МилЛЕниум. Повесть о настоящем. Книга 4
Шрифт:
– «Д»? – она взяла медальон в руки.
– Да, маленькую. А потом добавим ещё…
– Много? – смеётся Лёля.
– Три не меньше. Число «4» тебя устроит? Или лучше «5»?
– Иди сюда, «отличник»… – прошептала Лёля, притягивая меня к себе. – Я
люблю тебя…
– Это я люблю тебя!
– Я – больше!
– Поспорим?..
Я был готов к тому, чтобы не входить к ним хоть до завтра, но Митя с этим уже не соглашался. Минут сорок я ещё уговаривал его потерпеть, прохаживаясь с ним на руках взад и вперёд по моей спальне, но скоро он вопил
– Ну, что, сынок, напомним мамочке о себе, – я открыл двери своей спальни.
– Митя… – выдохнула Лёля.
Она набросила халатик, выйти из спальни, подняла руки к волосам, скрутила в узел кое-как. Как ты прекрасна…

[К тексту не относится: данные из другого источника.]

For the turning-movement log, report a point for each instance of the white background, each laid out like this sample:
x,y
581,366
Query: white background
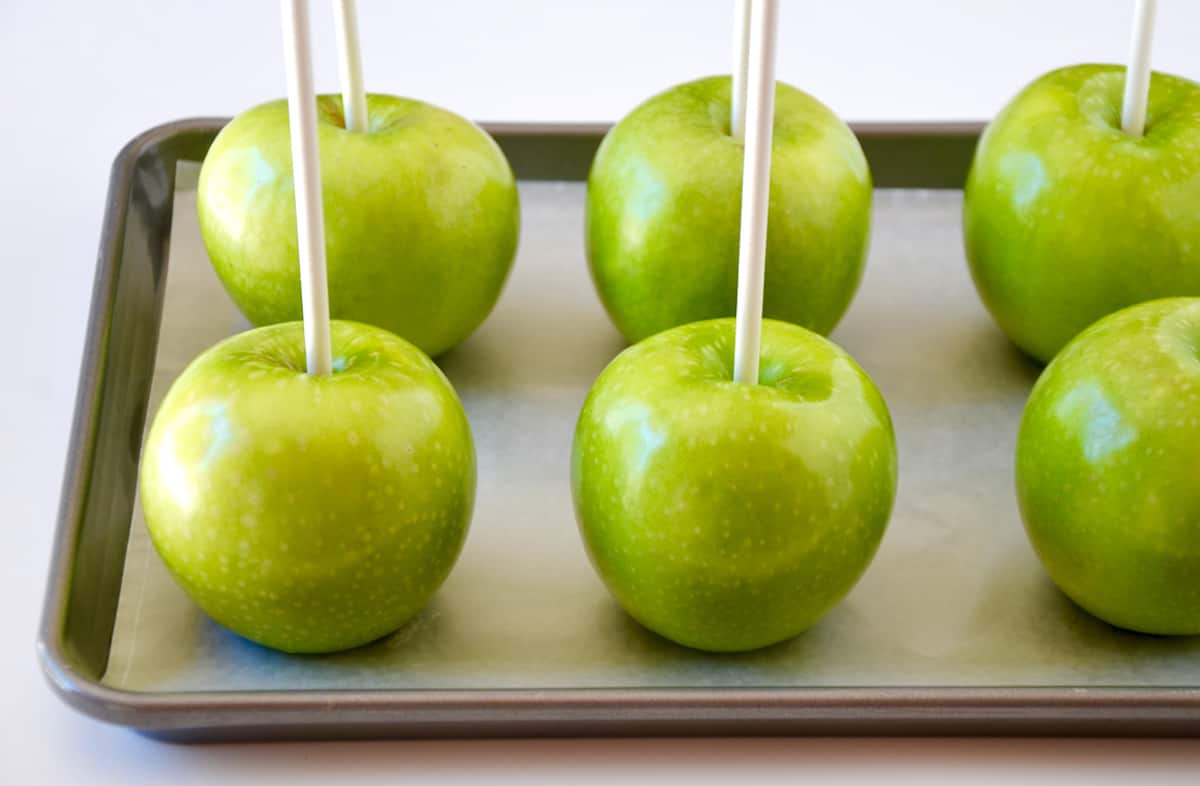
x,y
81,78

Лёля вышла из спальни, и я встаю, чтобы хотя бы одеться.
Лёля вышла, лохматая и взволнованная, тонкий халатик болтается на её фигурке, смотрит на меня:
– Давно кричит?
– Им полезно покричать, не переживай так, – улыбнулся я, отдавая ей малыша, который на её руках сразу почувствовал её и поворачивает головку к её груди. Чувствует аромат?..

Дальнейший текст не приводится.